Colombian Attorney General Nestor Humberto Martinez, speaks during a news conference in Bogota
BOGOTA (Reuters) - Colombia's attorney general said on Wednesday he resigned in protest after a special court charged with prosecuting war crimes denied a U.S. extradition request for a former FARC leader accused of drug trafficking.
The Special Jurisdiction for Peace (JEP) tribunal prosecutes leaders of the Revolutionary Armed Forces of Colombia (FARC) guerrillas, who demobilized under a 2016 peace deal, as well as military officials for crimes committed during the country's five-decade internal conflict.
The JEP earlier on Wednesday ordered the release of Seuxis Paucias Hernandez, better known by his war alias Jesus Santrich, saying evidence provided by prosecutors did not allow the court to evaluate whether or when he allegedly conspired to move cocaine to the United States.

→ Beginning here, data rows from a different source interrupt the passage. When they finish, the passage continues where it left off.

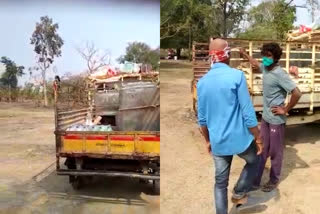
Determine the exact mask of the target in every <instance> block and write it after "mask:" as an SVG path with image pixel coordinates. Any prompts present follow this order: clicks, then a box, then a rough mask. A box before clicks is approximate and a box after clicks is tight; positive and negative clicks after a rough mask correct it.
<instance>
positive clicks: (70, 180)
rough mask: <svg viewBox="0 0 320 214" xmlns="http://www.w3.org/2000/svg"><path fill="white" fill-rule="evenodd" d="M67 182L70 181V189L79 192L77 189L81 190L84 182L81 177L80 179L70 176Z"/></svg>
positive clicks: (71, 175) (77, 189)
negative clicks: (80, 189)
mask: <svg viewBox="0 0 320 214" xmlns="http://www.w3.org/2000/svg"><path fill="white" fill-rule="evenodd" d="M72 177H73V178H72ZM69 180H70V182H71V185H72V188H73V189H74V190H79V189H81V188H82V187H83V184H84V182H83V178H82V177H80V176H72V175H71V176H70V177H69Z"/></svg>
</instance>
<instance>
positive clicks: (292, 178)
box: [160, 61, 320, 214]
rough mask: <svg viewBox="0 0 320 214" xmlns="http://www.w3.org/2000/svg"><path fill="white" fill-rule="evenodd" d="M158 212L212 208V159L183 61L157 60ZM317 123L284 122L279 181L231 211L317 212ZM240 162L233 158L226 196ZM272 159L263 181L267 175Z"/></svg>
mask: <svg viewBox="0 0 320 214" xmlns="http://www.w3.org/2000/svg"><path fill="white" fill-rule="evenodd" d="M160 77H161V213H170V214H175V213H177V214H180V213H183V214H194V213H201V214H202V213H203V214H211V213H215V208H214V199H213V185H214V174H213V173H214V164H213V160H212V157H211V155H210V154H208V153H207V151H206V149H205V146H204V141H203V138H202V136H201V135H200V133H199V130H198V126H197V124H196V119H195V117H194V113H193V111H192V96H191V91H190V87H191V80H192V69H191V65H190V63H187V62H170V63H169V62H168V61H163V62H161V71H160ZM319 154H320V125H319V124H306V125H297V126H292V127H287V129H286V141H285V153H284V163H283V171H282V178H281V183H280V185H279V187H278V189H277V190H275V191H273V192H271V193H263V192H261V191H256V192H252V193H251V194H250V198H249V200H250V203H251V204H253V205H254V206H252V207H250V208H248V207H247V208H244V209H242V210H236V209H235V208H234V207H232V204H231V202H230V201H229V210H230V212H229V213H230V214H231V213H241V214H242V213H243V214H245V213H250V214H252V213H261V214H275V213H276V214H288V213H289V214H317V213H319V211H318V210H317V209H318V203H319V199H320V180H319V175H320V157H319ZM243 165H244V162H243V161H242V160H241V159H240V158H238V157H235V158H234V161H233V163H232V169H231V174H230V183H229V198H230V196H231V189H232V187H233V185H234V184H235V182H236V180H237V178H238V177H239V174H240V172H241V169H242V167H243ZM269 167H270V163H269V162H268V163H267V168H266V170H265V173H264V177H263V181H264V182H266V181H267V179H268V176H267V174H268V172H269Z"/></svg>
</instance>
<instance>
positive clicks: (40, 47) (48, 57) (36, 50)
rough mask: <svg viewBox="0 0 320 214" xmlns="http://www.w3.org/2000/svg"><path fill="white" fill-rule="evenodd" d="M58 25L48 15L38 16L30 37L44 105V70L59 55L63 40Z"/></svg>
mask: <svg viewBox="0 0 320 214" xmlns="http://www.w3.org/2000/svg"><path fill="white" fill-rule="evenodd" d="M58 29H59V25H58V24H57V23H53V21H52V19H51V18H49V17H48V16H44V17H41V18H40V23H36V27H35V30H34V32H33V34H32V37H31V44H32V45H34V51H35V53H36V54H37V64H38V66H39V68H40V70H41V75H42V79H43V92H44V105H45V106H48V98H47V82H46V71H47V69H48V68H49V67H50V65H51V64H52V63H53V62H54V59H55V58H56V57H60V56H61V47H62V46H63V40H62V38H61V37H60V36H59V34H58V33H57V30H58Z"/></svg>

Because the JEP has jurisdiction over all crimes which took place during the war, Hernandez's extradition can only go ahead if the alleged crime took place after the accord, placing it within the remit of the regular justice system.
Hernandez was indicted over a year ago by a U.S. grand jury for conspiracy to export 10 tonnes of cocaine, worth $320 million in street value.
"This challenge to judicial order will not be endorsed by the undersigned. My conscience and my devotion to the rule of law prohibit it," Attorney General Nelson Humberto Martinez told journalists.
"For that reason I have presented my irrevocable resignation," he added.
Martinez, who has been beset by questions over his connections to the Latin America-wide Odebrecht corruption scandal, took office in 2016 and was meant to serve until 2020. He has denied any misconduct and recused himself from the investigation into Odebrecht.
The U.S. Embassy in Bogota said it had no immediate comment.
Separately, the FARC's political party on Wednesday accused the far right of assassinating its members, but pledged to continue reintegration.
The party, which kept its famous initials but changed its name to the Revolutionary Alternative Common Force, came a day after the shooting death of Jorge Enrique Corredor, the highest ranking ex-guerrilla to be killed since the deal.
"We won't hesitate to point the finger at right-wing and paramilitary sectors closely linked to state security agencies, who are behind these murders," FARC senator Pablo Catatumbo told reporters.
At least 139 former FARC rebels have been killed since the peace deal, under which some 13,000 members of the rebel group, including more than 6,000 combatants, demobilized.
The FARC has repeatedly raised concerns that members may be assassinated by right-wing gangs or drug traffickers, in an echo of thousands of targeted killings in the 1980s.